In his notes of that day, Nov. 27, Alden indicated his lean when he wrote, “By the way, Gary, did any of these other schools jet all over the place to meet with you? Keep that in mind!”

By that night, Alden wrote that the preference was Pinkel, Darnell and Chaney in that order. Over a club soda with Pinkel, he began to gauge his interest.

Without offering the job, he asked Pinkel how interested he was. While it’s not in his notes, Alden rested assured Pinkel was very interested.

Two days later, after Darnell had become the only other interviewee MU brought to campus, Alden framed the question a bit more directly but still with wiggle room when he called Pinkel from a Pizzeria Uno in Chicago.

“‘If it’s offered to you,’” Alden recalled asking, “‘are you going to accept it?’”

But the no-nonsense Pinkel bristled over the semantics.

“‘Are you offering me the job? Aren’t you offering me the job?’” Alden remembered a suddenly “fired up” Pinkel saying. “‘What’s going on here? What are we talking about?’”

Alden suggested getting Pinkel’s attorney, John Capanigro, on the phone with MU general counsel Bunky Wright and resuming their conversation after that.

But when Alden failed to call back in the time he had hoped to since the attorneys still were on the phone, Pinkel called him angry that he was late and said, “I don’t know if this is what I’m going to do.”
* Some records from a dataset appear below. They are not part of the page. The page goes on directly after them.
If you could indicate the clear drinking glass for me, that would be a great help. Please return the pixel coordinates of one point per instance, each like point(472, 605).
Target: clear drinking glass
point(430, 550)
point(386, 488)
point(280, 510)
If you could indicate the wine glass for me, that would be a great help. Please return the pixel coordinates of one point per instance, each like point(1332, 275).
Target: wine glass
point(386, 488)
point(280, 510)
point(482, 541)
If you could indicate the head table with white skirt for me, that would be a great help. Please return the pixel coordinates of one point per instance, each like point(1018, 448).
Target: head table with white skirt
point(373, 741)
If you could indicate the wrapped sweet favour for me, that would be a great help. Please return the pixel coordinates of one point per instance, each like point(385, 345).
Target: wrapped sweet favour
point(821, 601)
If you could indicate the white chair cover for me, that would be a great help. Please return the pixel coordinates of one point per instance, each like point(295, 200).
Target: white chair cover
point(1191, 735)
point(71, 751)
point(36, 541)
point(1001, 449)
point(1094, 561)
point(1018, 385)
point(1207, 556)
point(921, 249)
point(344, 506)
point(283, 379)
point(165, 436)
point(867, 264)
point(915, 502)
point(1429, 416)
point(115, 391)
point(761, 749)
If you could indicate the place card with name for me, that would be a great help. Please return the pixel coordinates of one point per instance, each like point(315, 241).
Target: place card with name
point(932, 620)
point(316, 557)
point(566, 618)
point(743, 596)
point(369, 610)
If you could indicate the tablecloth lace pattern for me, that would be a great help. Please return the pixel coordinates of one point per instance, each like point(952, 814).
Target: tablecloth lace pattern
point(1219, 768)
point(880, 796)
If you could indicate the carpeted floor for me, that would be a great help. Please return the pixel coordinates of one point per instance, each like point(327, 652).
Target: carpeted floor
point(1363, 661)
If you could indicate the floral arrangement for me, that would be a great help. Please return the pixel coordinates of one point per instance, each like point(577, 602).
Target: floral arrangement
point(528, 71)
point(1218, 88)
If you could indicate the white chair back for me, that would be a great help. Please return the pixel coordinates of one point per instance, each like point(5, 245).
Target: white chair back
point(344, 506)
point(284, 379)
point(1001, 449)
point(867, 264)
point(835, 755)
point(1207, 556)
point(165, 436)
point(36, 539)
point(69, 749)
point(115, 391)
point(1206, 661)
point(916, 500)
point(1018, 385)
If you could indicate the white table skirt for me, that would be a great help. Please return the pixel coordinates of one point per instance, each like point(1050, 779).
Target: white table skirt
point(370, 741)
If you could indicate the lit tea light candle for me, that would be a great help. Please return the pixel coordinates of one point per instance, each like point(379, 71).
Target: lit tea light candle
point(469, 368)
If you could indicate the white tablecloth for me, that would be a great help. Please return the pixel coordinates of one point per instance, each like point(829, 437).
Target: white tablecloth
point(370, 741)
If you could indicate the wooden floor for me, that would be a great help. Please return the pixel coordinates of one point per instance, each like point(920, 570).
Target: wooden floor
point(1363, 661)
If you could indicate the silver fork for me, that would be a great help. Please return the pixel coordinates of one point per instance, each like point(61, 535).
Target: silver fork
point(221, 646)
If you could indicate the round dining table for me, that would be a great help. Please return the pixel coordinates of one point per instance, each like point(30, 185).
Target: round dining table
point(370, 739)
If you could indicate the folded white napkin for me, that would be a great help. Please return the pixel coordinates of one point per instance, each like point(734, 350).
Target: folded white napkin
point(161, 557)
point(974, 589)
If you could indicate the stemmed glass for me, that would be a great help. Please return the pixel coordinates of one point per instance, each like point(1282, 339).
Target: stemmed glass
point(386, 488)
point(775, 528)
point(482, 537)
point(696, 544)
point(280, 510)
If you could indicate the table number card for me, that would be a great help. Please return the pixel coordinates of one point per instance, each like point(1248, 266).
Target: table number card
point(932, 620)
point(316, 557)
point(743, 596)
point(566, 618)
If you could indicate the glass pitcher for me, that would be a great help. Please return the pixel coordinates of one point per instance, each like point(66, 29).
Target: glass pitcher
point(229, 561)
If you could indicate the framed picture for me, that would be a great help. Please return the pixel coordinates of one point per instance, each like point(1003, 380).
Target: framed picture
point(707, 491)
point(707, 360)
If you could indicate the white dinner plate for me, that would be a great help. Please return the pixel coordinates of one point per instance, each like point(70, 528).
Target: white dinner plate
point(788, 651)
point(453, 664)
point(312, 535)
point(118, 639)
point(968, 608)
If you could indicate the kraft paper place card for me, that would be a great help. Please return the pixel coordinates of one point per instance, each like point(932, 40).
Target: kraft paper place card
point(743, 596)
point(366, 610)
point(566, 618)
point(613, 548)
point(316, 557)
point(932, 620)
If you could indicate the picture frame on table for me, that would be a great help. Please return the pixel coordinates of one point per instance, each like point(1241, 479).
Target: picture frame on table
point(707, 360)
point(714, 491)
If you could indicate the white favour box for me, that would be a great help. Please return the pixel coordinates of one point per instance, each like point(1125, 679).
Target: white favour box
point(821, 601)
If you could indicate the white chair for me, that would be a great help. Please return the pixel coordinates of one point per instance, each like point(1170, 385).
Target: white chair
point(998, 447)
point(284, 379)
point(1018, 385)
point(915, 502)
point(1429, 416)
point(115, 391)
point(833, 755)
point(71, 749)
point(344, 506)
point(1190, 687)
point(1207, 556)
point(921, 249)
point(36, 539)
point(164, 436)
“So it was really tense for him and us at that time,” Alden said.

Finally, though, with all the cautionary wording sorted out, Alden directly offered the job.
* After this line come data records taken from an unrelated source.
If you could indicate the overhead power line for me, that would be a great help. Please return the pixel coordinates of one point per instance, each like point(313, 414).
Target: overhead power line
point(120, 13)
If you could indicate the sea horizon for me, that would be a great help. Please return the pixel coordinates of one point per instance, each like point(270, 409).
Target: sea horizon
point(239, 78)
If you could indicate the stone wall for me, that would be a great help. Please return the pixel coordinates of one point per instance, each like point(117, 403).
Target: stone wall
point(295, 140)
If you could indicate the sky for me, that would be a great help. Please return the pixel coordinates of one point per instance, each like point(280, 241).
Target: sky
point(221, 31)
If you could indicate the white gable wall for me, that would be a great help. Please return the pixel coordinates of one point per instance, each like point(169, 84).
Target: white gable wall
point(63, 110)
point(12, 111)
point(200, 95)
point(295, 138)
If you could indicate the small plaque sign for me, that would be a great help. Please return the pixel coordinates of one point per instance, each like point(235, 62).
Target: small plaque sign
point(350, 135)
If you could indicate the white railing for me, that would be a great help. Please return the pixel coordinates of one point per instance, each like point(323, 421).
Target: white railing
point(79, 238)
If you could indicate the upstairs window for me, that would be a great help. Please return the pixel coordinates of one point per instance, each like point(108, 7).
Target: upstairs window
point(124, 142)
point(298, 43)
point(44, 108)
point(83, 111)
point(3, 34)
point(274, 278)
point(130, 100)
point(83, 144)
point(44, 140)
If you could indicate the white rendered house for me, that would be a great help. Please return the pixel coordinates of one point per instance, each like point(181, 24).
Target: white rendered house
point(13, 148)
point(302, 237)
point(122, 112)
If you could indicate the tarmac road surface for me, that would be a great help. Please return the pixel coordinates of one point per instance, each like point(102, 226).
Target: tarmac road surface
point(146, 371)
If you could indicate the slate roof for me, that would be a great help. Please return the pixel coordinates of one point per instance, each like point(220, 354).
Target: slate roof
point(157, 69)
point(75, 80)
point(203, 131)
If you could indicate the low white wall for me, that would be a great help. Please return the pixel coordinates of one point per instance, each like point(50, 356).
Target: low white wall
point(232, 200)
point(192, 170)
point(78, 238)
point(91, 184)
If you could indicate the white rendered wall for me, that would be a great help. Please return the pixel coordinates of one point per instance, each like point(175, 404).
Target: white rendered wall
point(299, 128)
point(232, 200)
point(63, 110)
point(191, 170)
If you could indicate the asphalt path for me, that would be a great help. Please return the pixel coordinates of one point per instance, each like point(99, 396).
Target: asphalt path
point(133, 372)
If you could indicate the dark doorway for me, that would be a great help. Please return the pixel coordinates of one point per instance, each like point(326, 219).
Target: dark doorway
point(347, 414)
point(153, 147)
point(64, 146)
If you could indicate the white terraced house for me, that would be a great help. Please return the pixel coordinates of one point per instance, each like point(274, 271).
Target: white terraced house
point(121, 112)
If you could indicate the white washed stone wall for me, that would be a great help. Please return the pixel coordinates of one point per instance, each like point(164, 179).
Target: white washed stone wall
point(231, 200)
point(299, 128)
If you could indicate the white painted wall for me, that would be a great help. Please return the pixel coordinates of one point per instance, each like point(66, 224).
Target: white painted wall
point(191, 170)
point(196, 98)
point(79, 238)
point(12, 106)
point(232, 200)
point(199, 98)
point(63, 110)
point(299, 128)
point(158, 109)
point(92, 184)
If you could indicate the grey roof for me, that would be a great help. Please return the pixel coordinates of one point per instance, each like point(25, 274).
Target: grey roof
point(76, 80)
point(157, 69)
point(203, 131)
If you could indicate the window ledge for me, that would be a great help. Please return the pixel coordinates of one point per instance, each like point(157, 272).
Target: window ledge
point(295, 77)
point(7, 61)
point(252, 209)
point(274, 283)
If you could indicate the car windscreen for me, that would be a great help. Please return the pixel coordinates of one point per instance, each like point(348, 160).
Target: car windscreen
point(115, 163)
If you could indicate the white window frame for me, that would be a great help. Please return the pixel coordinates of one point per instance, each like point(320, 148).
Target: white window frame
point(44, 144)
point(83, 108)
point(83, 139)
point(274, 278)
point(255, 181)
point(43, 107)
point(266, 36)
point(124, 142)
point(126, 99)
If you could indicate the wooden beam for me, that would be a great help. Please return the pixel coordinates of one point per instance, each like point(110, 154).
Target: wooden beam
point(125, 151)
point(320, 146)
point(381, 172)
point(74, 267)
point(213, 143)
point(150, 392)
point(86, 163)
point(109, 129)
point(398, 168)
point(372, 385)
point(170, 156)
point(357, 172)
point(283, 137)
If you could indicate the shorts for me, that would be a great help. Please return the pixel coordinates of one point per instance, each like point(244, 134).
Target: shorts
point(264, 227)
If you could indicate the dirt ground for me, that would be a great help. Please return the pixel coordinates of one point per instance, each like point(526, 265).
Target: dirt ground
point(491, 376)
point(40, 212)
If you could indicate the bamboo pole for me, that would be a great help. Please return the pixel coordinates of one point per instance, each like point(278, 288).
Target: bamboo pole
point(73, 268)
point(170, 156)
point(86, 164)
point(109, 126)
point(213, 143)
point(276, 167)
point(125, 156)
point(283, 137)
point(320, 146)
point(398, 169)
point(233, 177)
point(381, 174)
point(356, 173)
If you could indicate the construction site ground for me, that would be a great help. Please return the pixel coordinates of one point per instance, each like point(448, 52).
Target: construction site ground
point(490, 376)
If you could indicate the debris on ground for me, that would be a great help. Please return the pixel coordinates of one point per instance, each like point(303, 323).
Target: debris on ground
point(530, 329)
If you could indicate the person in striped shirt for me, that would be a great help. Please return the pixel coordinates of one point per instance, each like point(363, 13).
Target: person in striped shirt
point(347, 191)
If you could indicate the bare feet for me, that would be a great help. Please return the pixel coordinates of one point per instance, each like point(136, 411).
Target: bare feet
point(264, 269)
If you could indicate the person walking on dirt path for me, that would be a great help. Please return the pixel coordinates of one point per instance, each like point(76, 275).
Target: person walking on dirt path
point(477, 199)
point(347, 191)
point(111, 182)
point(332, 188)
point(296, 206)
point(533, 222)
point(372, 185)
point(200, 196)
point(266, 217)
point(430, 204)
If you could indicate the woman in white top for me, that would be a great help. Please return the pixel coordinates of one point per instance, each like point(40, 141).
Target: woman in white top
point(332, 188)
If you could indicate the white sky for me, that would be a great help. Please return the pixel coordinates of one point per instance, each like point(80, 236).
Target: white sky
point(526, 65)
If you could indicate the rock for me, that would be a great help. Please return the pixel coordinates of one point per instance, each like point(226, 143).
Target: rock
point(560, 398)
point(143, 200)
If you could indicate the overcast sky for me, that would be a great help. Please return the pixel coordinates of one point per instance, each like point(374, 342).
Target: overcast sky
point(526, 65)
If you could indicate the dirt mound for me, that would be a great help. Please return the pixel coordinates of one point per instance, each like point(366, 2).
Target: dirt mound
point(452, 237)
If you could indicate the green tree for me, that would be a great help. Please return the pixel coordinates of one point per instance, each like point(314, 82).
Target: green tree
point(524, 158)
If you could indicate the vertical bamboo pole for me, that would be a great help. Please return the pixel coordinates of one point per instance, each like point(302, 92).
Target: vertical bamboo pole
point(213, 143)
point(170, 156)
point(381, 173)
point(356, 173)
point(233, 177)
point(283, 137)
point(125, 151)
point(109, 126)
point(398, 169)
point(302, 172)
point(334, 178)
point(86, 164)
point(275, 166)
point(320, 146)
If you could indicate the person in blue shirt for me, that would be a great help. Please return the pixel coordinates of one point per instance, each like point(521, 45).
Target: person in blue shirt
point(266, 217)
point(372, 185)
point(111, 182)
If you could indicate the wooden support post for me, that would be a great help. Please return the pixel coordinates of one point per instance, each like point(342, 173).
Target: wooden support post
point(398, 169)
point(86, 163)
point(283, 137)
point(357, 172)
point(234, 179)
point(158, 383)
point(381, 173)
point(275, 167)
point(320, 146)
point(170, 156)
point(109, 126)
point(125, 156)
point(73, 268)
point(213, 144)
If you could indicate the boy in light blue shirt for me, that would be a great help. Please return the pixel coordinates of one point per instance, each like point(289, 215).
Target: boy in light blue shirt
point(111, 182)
After accepting, Pinkel was so elated that he forgot to hang up the phone as he celebrated with staff and family in his home. Before he hung up himself seconds later, Alden heard Pinkel yell, “ ‘We’re going to Missouri.’ ”

Meanwhile, Alden and associates Gene McArtor and Ross Bjork went to Smith and Wollensky for their own celebration with steaks and cigars. The next day, Nov. 30, Pinkel was introduced as MU’s head coach.

The rest became history, in more ways than one.

Because of a singular combination of the right man at the right time in the right place.

Perhaps another decision would have worked out fine.

But among those MU was most interested in, Richt was the only one to enjoy notable future success as a head coach (145-51 in 15 years at Georgia).

Hoke never became a head coach; Gill went 5-19 in two seasons at Kansas and left coaching at Liberty in 2018 to spend time with his ailing wife. Franchione went 69-65 the rest of his career at Alabama (17-8), Texas A&M (32-29) and back at Texas State (20-28).

As for the rest of the final three, after going 9-3 in 2000, Darnell went 15-31 in his final four at Western Michigan. Chaney never became a head coach beyond one interim game at Tennessee.

Meanwhile, Pinkel would become the winningest and second-longest tenured MU football coach (with Alden as its second-longest tenured AD) and drive a generationally transformational change to the SEC.

It was all about the right fit, as it happened, and not about breaking the bank or making the splash.

“Pretty amazing,” Alden said, “how it turned out.”